Bucket By
Abstract: How bucketing can significantly improve join operation
Create two tables with 10 million records each.
spark.range(10000000).withColumn("f1", pow("id", 2)).write.saveAsTable("t1")
spark.range(10000000).withColumn("f2", pow("id", 3)).write.saveAsTable("t2")
Created 2 more tables with data bucketed by id column.
spark.table("t1").write.bucketBy(10, "id").saveAsTable("t1_buck")
spark.table("t2").write.bucketBy(10, "id").saveAsTable("t2_buck")
sql("select * from t1 join t2 on t1.id = t2.id").explain
[== Physical Plan ==
*SortMergeJoin [id#3408807L], [id#3408809L], Inner
:- *Sort [id#3408807L ASC NULLS FIRST], false, 0
: +- Exchange hashpartitioning(id#3408807L, 200)
: +- *Project [id#3408807L, f1#3408808]
: +- *Filter isnotnull(id#3408807L)
: +- *FileScan parquet default.t1[id#3408807L,f1#3408808] Batched: true, Format: Parquet, Location: InMemoryFileIndex[file:/Users/abulbasar/Downloads/zeppelin-0.7.3-bin-netinst/spark-warehouse/t1], PartitionFilters: [], PushedFilters: [IsNotNull(id)], ReadSchema: struct<id:bigint,f1:double>
+- *Sort [id#3408809L ASC NULLS FIRST], false, 0
+- Exchange hashpartitioning(id#3408809L, 200)

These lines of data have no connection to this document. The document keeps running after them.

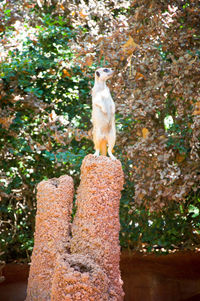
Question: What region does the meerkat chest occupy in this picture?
[93,87,115,116]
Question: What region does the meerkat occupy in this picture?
[92,68,116,160]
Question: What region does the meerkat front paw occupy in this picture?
[108,150,117,160]
[93,150,100,157]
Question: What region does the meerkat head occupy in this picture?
[95,68,114,81]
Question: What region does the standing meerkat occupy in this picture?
[92,68,116,160]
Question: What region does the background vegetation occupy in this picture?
[0,0,200,261]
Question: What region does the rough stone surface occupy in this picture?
[51,254,110,301]
[71,155,124,301]
[26,176,73,301]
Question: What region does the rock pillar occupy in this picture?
[71,155,124,301]
[26,176,73,301]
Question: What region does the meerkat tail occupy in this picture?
[100,139,107,156]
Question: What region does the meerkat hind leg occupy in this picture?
[100,139,107,156]
[108,130,117,160]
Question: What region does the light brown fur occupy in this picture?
[92,68,116,160]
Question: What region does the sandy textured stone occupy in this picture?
[51,254,110,301]
[71,155,124,300]
[26,176,74,301]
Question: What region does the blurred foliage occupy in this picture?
[0,0,200,260]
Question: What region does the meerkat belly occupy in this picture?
[92,104,113,133]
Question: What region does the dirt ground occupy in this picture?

+- *Project [id#3408809L, f2#3408810]
+- *Filter isnotnull(id#3408809L)
+- *...
Observations:
- join requires a single stage
- 2 exchange hash partitioner are present followed up SortMergeJoin
sql("select * from t1_buck join t2_buck on t1_buck.id = t2_buck.id").explain
[== Physical Plan ==
*SortMergeJoin [id#3408855L], [id#3408857L], Inner
:- *Sort [id#3408855L ASC NULLS FIRST], false, 0
: +- *Project [id#3408855L, f1#3408856]
: +- *Filter isnotnull(id#3408855L)
: +- *FileScan parquet default.t1_buck[id#3408855L,f1#3408856] Batched: true, Format: Parquet, Location: InMemoryFileIndex[file:/Users/abulbasar/Downloads/zeppelin-0.7.3-bin-netinst/spark-warehouse/t1_b..., PartitionFilters: [], PushedFilters: [IsNotNull(id)], ReadSchema: struct<id:bigint,f1:double>
+- *Sort [id#3408857L ASC NULLS FIRST], false, 0
+- *Project [id#3408857L, f2#3408858]
+- *Filter isnotnull(id#3408857L)
+- *FileScan parquet default.t2_buck[id#3408857L,f2#3408858] Batched: true, Format: Parquet, Location: InMemoryFi...
Observations:
- join requires a single stage
- 2 exchange hash partitioner are removed
Net benefit, the join query ran much faster for the bucketed table.